2. Het implementatieproces in Nederland

Nederland moet de RED-III binnen anderhalf jaar na vaststelling hebben geïmplementeerd. Dat betekent dat voor die datum de Wet milieubeheer, het Besluit energie vervoer en de Regeling energie vervoer aangepast moeten zijn. Het hervormde systeem Energie Vervoer zal per 1 januari 2026 in werking treden. Eerder meldde ik de Kamer dat het systeem een jaar eerder in werking zou treden. Als gevolg van de late publicatie van de RED-III en de onzekerheid die er daardoor was over de manieren waarop deze geïmplementeerd moest worden, kan dat niet meer worden gehaald.

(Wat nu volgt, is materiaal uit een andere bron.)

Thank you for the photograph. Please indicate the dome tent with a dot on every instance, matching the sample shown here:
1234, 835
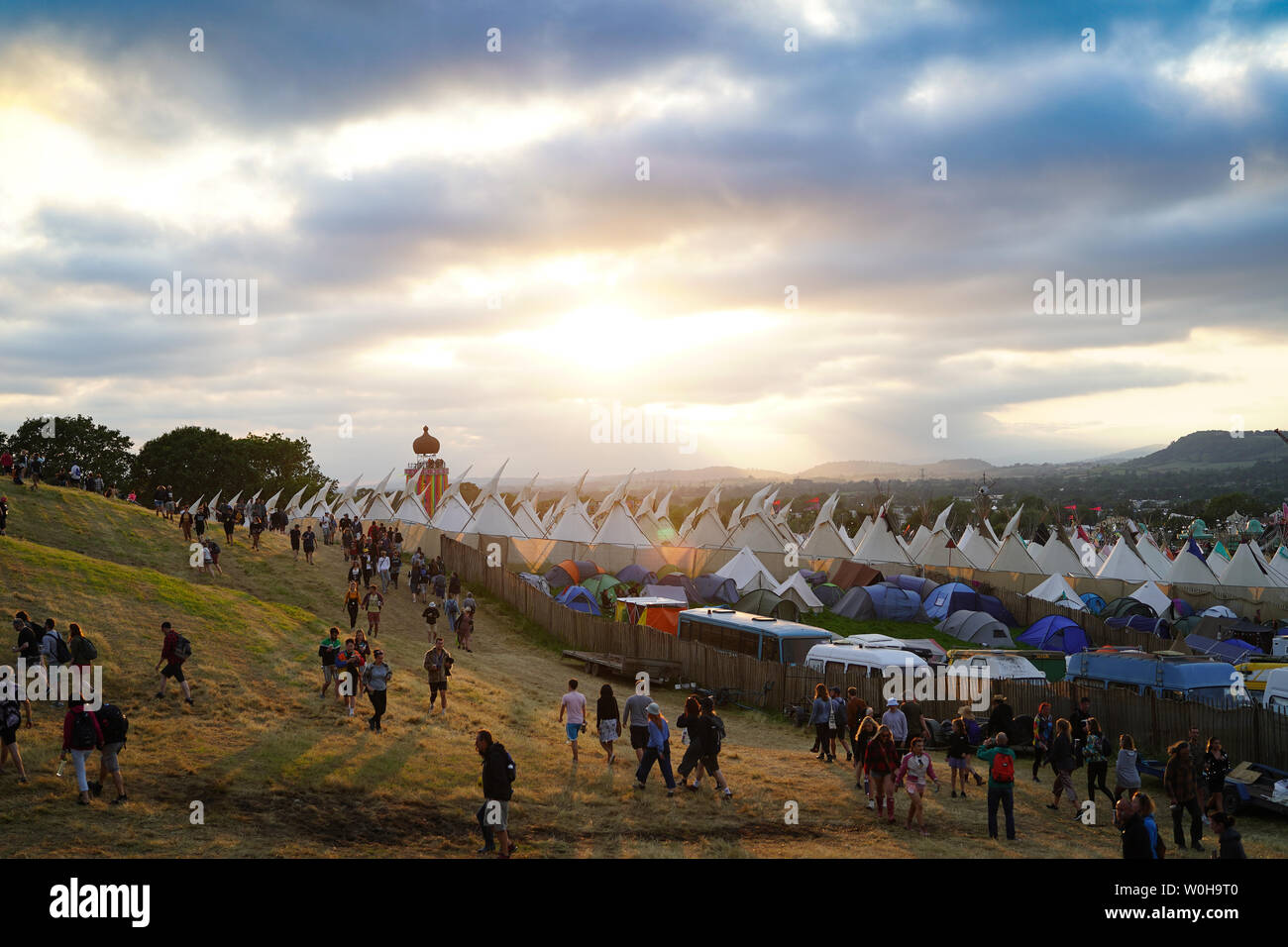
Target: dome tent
1056, 633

In de Wet milieubeheer worden stelselwijzigingen geregeld. Kort samengevat worden daar vier zaken geregeld, namelijk: (a) dat Nederland voortaan zal sturen op de reductie van ketenemissies (in plaats van op het aandeel hernieuwbare energie, zie kop 3); (b) dat een onderscheid wordt gemaakt in de modaliteit waaraan energie wordt geleverd (zie kop 4); (c) dat een inboekdienstverlener namens anderen bij de Nederlandse Emissieautoriteit (NEa) verhandelbare credits kan genereren voor aan vervoer geleverde elektriciteit (zie kop 7) en (d) dat het gebruik van hernieuwbare waterstof bij een raffinageproces voor transportbrandstoffen verhandelbare credits kan genereren (zie kop 8).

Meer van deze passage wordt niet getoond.